Fragmento lunar de 3,5 bilhões de anos indica impacto colossal na Lua
Meteorito encontrado no deserto do Saara contém pistas de um evento catastrófico que transformou a crosta lunar em magma no início do sistema solar

Um pequeno pedaço de rocha lunar encontrado no Noroeste da África está revelando segredos sobre o passado violento do nosso sistema solar. O meteorito, identificado como NWA 12593, traz evidências de uma colisão colossal ocorrida há cerca de 3,5 bilhões de anos.

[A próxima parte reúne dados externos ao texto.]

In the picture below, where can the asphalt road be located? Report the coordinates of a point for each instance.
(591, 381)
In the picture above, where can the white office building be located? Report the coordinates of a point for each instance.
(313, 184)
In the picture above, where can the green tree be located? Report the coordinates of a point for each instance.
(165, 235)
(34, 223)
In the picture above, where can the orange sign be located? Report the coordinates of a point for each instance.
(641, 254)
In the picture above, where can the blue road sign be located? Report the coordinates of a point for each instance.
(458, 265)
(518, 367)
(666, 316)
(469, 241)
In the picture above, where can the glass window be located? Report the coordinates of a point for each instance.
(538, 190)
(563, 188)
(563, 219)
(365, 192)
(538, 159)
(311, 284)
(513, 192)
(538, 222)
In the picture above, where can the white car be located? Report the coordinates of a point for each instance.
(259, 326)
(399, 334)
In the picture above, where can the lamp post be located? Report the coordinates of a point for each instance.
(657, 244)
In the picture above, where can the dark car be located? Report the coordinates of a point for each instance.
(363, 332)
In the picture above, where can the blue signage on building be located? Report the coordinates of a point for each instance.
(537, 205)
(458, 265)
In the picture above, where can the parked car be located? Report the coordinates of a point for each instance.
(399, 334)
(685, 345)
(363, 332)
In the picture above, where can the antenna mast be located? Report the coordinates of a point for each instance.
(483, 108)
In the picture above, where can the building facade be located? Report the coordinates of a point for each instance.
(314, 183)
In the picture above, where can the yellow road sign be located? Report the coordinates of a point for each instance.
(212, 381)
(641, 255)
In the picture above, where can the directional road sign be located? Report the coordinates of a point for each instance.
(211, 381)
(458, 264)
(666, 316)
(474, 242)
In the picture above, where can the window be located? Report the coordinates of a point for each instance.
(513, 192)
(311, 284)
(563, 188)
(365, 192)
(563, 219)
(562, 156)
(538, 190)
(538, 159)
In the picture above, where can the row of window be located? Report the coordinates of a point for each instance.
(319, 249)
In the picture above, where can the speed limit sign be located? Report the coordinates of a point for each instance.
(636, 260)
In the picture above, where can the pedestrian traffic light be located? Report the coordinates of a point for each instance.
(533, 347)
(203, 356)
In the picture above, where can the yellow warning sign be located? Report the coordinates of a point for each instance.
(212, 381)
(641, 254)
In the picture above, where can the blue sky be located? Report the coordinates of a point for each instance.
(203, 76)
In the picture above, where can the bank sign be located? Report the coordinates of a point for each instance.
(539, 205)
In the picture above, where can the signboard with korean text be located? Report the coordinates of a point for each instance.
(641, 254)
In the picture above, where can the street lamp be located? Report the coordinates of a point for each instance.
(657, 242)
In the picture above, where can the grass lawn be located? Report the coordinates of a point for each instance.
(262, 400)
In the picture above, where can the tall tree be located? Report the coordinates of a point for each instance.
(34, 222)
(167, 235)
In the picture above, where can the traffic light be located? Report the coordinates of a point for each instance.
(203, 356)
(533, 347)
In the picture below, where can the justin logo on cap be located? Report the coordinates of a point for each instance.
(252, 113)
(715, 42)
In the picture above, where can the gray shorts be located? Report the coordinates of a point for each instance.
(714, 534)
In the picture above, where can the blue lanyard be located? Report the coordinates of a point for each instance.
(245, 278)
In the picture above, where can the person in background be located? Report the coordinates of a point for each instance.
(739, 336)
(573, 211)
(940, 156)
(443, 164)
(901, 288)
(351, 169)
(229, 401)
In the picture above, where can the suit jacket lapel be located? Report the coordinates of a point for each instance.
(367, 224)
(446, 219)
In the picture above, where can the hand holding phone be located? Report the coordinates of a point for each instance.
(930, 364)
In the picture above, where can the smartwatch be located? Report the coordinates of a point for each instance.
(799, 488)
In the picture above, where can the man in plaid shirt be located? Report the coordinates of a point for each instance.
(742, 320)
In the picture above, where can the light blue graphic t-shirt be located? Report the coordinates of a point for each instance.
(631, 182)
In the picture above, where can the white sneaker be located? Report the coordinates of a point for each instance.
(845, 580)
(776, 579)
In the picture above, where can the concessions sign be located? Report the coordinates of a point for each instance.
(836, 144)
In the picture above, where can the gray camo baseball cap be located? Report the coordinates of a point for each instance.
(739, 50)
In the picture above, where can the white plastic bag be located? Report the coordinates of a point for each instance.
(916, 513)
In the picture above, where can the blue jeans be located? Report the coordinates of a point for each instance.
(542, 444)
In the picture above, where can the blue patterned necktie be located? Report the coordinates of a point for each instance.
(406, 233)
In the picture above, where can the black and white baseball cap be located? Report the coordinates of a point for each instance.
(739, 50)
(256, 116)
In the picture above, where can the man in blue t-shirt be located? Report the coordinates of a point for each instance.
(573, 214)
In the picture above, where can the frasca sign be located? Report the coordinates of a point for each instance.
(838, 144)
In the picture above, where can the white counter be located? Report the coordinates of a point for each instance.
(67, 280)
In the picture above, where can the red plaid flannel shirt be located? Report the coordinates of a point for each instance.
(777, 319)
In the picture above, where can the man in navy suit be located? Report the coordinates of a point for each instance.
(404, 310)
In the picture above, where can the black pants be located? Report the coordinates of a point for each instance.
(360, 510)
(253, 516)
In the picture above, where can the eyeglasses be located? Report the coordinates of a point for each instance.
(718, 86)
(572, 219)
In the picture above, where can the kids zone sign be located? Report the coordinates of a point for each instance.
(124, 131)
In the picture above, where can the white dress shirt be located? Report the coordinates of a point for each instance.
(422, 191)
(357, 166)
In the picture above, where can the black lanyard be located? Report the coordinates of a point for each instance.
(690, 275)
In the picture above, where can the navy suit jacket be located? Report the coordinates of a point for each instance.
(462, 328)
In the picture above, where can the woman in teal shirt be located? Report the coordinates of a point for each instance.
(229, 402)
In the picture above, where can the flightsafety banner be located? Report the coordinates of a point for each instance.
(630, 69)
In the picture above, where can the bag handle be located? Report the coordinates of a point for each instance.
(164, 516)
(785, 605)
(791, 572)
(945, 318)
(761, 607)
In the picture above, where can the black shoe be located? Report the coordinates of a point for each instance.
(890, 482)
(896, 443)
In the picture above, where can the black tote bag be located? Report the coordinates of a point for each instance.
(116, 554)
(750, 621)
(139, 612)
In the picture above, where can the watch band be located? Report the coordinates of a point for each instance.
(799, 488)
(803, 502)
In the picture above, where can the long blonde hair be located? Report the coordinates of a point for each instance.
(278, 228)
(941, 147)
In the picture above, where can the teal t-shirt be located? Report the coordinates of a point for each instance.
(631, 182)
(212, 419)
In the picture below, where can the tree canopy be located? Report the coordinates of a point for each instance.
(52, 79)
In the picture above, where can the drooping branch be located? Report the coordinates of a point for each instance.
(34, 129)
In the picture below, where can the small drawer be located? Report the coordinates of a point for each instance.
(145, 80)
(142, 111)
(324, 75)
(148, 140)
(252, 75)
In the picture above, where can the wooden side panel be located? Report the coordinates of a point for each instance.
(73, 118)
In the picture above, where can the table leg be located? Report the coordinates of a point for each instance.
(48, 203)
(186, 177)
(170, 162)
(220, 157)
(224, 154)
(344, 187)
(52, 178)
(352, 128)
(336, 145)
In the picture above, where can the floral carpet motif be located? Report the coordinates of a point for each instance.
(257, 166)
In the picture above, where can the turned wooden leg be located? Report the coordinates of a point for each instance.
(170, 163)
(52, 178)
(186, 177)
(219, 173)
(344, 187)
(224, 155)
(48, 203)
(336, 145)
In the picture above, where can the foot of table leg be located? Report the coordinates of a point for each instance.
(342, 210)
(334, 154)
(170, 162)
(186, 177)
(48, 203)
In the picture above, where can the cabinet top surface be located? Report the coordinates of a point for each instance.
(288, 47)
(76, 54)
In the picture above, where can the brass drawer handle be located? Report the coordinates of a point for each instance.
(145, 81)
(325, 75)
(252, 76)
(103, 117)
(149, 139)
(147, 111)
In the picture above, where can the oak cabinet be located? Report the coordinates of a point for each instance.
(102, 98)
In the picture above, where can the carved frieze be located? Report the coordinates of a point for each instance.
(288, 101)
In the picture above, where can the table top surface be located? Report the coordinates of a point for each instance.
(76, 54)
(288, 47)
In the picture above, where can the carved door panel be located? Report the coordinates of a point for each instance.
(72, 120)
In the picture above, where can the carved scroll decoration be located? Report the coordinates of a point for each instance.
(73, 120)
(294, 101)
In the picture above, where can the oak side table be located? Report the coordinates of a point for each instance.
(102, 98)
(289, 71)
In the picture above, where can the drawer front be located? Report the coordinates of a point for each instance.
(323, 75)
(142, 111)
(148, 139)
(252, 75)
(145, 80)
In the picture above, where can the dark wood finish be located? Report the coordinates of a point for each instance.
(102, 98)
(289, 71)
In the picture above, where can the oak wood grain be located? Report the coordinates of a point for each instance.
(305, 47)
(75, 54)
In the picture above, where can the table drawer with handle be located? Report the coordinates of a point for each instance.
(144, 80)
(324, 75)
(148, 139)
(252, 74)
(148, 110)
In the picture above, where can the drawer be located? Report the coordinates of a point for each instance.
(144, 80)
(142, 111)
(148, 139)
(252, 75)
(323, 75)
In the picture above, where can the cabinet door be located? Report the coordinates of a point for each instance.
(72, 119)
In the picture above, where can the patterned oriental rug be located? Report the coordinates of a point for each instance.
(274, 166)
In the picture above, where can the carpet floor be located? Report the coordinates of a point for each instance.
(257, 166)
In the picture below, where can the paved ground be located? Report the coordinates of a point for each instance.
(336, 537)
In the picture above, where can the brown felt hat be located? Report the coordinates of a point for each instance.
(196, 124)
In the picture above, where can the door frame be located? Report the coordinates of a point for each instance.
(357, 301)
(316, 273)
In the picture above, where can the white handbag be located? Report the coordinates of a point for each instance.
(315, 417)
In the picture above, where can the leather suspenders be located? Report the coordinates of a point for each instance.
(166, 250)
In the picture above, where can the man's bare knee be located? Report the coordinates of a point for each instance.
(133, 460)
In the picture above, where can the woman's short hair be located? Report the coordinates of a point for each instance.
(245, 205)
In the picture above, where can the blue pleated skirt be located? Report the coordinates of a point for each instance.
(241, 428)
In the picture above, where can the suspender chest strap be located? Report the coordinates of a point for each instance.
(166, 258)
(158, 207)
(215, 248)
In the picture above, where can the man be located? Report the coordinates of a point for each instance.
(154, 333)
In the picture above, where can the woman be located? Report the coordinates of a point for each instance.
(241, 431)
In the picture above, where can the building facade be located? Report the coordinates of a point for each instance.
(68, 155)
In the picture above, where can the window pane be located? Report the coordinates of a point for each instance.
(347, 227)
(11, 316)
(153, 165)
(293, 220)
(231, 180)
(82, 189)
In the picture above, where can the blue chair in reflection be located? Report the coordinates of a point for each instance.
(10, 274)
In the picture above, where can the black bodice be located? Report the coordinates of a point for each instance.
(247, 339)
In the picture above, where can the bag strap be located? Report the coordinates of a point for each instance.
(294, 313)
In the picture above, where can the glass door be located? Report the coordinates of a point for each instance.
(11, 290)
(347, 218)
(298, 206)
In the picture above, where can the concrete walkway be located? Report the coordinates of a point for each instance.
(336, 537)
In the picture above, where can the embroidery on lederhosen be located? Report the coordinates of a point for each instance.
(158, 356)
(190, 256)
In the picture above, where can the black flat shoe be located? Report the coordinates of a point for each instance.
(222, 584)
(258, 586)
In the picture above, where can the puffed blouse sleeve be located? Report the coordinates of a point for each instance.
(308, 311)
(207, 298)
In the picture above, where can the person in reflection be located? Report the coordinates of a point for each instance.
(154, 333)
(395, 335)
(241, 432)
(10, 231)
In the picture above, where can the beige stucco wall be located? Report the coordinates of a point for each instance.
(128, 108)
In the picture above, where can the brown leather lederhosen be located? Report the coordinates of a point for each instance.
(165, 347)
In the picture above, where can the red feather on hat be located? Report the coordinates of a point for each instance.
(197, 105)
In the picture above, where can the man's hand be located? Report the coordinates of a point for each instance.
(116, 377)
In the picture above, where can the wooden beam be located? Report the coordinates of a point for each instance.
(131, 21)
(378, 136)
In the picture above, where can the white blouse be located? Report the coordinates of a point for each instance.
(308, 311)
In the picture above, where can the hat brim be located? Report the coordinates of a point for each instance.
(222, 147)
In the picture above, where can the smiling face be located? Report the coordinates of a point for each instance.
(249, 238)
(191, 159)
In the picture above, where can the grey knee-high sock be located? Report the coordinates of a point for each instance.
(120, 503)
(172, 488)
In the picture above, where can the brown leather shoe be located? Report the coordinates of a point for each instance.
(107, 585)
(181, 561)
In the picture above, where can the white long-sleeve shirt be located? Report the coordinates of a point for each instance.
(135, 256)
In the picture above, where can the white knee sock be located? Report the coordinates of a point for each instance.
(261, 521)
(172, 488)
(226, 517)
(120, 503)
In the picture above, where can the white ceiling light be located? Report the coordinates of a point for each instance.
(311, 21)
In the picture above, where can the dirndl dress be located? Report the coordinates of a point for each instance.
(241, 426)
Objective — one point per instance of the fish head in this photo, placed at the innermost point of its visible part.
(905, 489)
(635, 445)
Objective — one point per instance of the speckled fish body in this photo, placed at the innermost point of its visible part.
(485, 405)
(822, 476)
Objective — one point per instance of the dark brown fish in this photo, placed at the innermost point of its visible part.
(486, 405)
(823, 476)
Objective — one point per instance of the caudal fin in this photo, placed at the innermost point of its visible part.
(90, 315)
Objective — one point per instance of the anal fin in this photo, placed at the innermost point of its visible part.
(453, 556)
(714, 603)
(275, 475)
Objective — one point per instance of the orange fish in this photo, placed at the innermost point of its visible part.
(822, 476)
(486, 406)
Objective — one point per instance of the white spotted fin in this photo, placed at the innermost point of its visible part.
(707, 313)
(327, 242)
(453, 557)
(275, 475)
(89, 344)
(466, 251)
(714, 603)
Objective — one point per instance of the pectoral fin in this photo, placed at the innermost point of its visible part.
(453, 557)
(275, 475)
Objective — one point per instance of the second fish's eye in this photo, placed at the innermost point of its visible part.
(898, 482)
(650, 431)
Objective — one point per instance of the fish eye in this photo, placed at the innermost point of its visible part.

O impacto foi tão poderoso que gerou calor suficiente para derreter a superfície da Lua, transformando-a em um vasto oceano de rocha fundida.
Calor extremo lunar
De acordo com Carolyn Crow, cientista planetária da Universidade do Colorado em Boulder e primeira autora da pesquisa, o evento deixou marcas químicas profundas na rocha. Conforme o estudo publicado na revista científica Geology, os pesquisadores encontraram vestígios de zircônia cúbica no fragmento.
Conforme o portal Live Science, esse mineral só se forma em temperaturas extremamente elevadas, o que comprova que a crosta lunar atingiu um estado de fusão após a batida do asteroide.
Rocha de impactos
O exemplar analisado é uma brecha lunar, um tipo de rocha formada pela união de diversos fragmentos após colisões. A estrutura do NWA 12593 registra três momentos distintos: o grande impacto que derreteu a superfície, uma colisão posterior que fragmentou e fundiu os materiais, e um evento final que lançou a rocha da Lua em direção à Terra.
Carolyn Crow explica que essas amostras funcionam como arquivos de um período que foi apagado da história geológica da Terra devido à erosão e às placas tectônicas:
A pergunta que frequentemente fazemos, mesmo retrocedendo ainda mais no tempo, é: qual era o registro de impactos quando a vida estava surgindo? Isso é importante para entendermos como a vida está se estabelecendo… O ritmo desses eventos catastróficos é uma parte importante da equação.
Conexão com vida
A descoberta é fundamental para entender a evolução do sistema solar interno. A data de 3,5 bilhões de anos coincide com o período em que a vida começou a surgir em nosso planeta.
Naquela época, o bombardeio de asteroides ainda era frequente, afetando não apenas a Lua, mas também a Terra e o asteroide Vesta. Entender a frequência desses desastres ajuda especialistas a reconstruir o ambiente em que os primeiros organismos terrestres tentavam evoluir.